Both Silver Laced and Golden Wyandottes should be average-good layers of 4-5 eggs per week. Obviously this can and will vary from individual to individual and based on environment, but on average, that's their quota. Some hatcheries seem to have recently added a lot of Leghorn stock to their SLWs, though, which could potentially boost laying ability to a high production 5-6 eggs per week (though certainly at the detriment of even being able to call them much of a purebred anything). I do not know if MMH is one of the hatcheries following this trend, although I can't say it would much surprise me.


X2 on QueenMisha's post although very few of my Wyandottes ever laid 5 eggs in a week. 3-4 eggs per hen per week was much more common.

post #4 of 5
Thread Starter 


OMG, If I only get about 3-4 eggs per week per bird, say 3 conservatively, I would need at least 9 birds to get 4 eggs a day (my need) and this doesn't allow for molt, broody periods bad weather. I am not sure if the 3-4 per week is based on a yearly average and includes higher numbers in summer and lower in winter.  Chicken math is harder than anything I learned in school.   If this is the case and I want to get about 28 eggs per week, I am guessing that between 12 and 15 birds should do it at the lowest production cycles.  It's a given that during the summer, we will be swimming in eggs which is fine (more is better than too few), but the off months are the challenge.  Anyone care to speculate on this math and especially if you have experience with this breed or similar. 

post #5 of 5
Quote:
Originally Posted by Scotty from BI View Post
 


OMG, If I only get about 3-4 eggs per week per bird, say 3 conservatively, I would need at least 9 birds to get 4 eggs a day (my need) and this doesn't allow for molt, broody periods bad weather.
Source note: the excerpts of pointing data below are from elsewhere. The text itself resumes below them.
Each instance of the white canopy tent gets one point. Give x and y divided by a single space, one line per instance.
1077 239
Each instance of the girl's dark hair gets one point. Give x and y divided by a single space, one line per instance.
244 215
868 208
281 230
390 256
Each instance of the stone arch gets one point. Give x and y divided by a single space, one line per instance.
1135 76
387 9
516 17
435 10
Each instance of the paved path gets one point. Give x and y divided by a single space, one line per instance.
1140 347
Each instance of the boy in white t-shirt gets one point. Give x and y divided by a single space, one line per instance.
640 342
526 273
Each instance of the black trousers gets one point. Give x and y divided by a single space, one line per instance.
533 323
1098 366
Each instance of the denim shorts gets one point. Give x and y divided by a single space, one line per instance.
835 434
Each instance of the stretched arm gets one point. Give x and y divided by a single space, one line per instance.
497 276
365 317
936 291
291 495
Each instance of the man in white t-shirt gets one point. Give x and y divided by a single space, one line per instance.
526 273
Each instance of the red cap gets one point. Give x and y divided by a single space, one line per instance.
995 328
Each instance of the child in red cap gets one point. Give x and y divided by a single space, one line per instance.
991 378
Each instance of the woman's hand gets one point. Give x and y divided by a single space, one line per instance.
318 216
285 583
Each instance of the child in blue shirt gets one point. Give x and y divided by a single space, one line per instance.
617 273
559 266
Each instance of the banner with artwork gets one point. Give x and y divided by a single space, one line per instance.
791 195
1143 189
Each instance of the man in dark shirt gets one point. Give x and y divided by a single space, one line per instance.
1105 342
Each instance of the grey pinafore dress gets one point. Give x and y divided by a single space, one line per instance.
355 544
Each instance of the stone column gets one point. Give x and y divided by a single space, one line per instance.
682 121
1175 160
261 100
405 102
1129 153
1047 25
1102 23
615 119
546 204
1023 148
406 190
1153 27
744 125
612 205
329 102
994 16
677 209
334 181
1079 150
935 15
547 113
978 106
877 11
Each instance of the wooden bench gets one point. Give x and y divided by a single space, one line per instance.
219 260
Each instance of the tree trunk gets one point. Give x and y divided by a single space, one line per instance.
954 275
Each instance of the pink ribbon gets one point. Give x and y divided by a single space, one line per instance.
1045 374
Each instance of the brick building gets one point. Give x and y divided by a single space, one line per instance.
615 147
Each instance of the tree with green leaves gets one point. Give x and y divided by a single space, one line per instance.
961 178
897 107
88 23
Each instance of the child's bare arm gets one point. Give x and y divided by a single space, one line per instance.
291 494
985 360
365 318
I am not sure if the 3-4 per week is based on a yearly average and includes higher numbers in summer and lower in winter.  Chicken math is harder than anything I learned in school.   If this is the case and I want to get about 28 eggs per week, I am guessing that between 12 and 15 birds should do it at the lowest production cycles.  It's a given that during the summer, we will be swimming in eggs which is fine (more is better than too few), but the off months are the challenge.  Anyone care to speculate on this math and especially if you have experience with this breed or similar. 

4 eggs per week is about right on for a year's average for Wyandottes (a little over 200 eggs per year per hen). If you want to average 28 eggs per hen per week, you will need to get at least 7 Wyandottes and there will be weeks when you will not get 28 eggs. If you want to be guaranteed 28 eggs per week every week throughout the year with only 9 hens, I would recommend going with Sex Links, particularly with Black Sex Links which are very persistent winter layers.